After lunch we jumped in his pickup and hit the road, leaving Neira along a series of windy roads, gradually going higher and higher into the Andes. Coffee in Colombia is still mainly picked by hand for a reason -- the incredibly steep slopes are not machine friendly.
Along the way we met some coffee pickers, travelling workers that roam across Colombia following the harvest. It’s definitely hard work, although they appeared to be well looked after on the Don’s farm.
We stopped at one of the pickers’ houses and were greeted by ginormous pigs, a business run by local women. Next door was a coffee nursery. In the Don’s view, if you want to know your plants, you have to grow them yourself. From seeds you’ve collected, not bought. There’s a big debate in Colombia at the moment over the merits of the Caturra coffee variety versus the more disease resistant Castillo which the coffee federation is promoting (to be discussed in a future blog).
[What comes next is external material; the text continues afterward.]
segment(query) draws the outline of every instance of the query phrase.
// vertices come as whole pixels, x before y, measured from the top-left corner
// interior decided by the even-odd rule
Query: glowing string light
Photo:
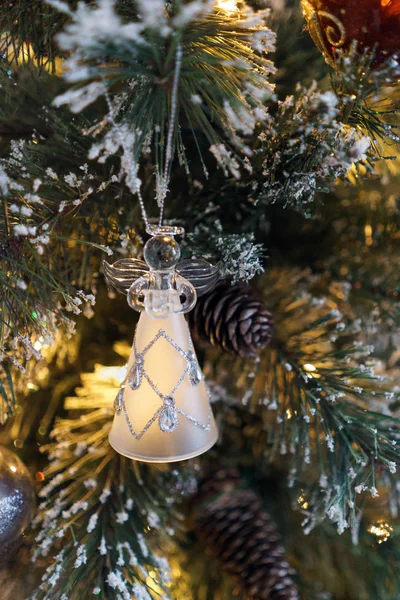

In the farmyard, we were then shown how the coffee cherries are processed on a plantation of this size (it’s different on smaller farms). In short, the cherries are emptied into a large vat that feeds into a machine below. The machine removes the skins and a layer of white mucous that surrounds the bean. The coffee is then dried by hot air and at this stage is known as coffee pergamino (parchment coffee).
It’s then taken to one of several mills in the area where the layer of yellow parchment that surrounds each bean is removed. The product in front of you now is known as ‘green coffee’, ready for exporting and roasting.
Many thanks to Carlos and Rafael for the excellent tour. We’ll be back!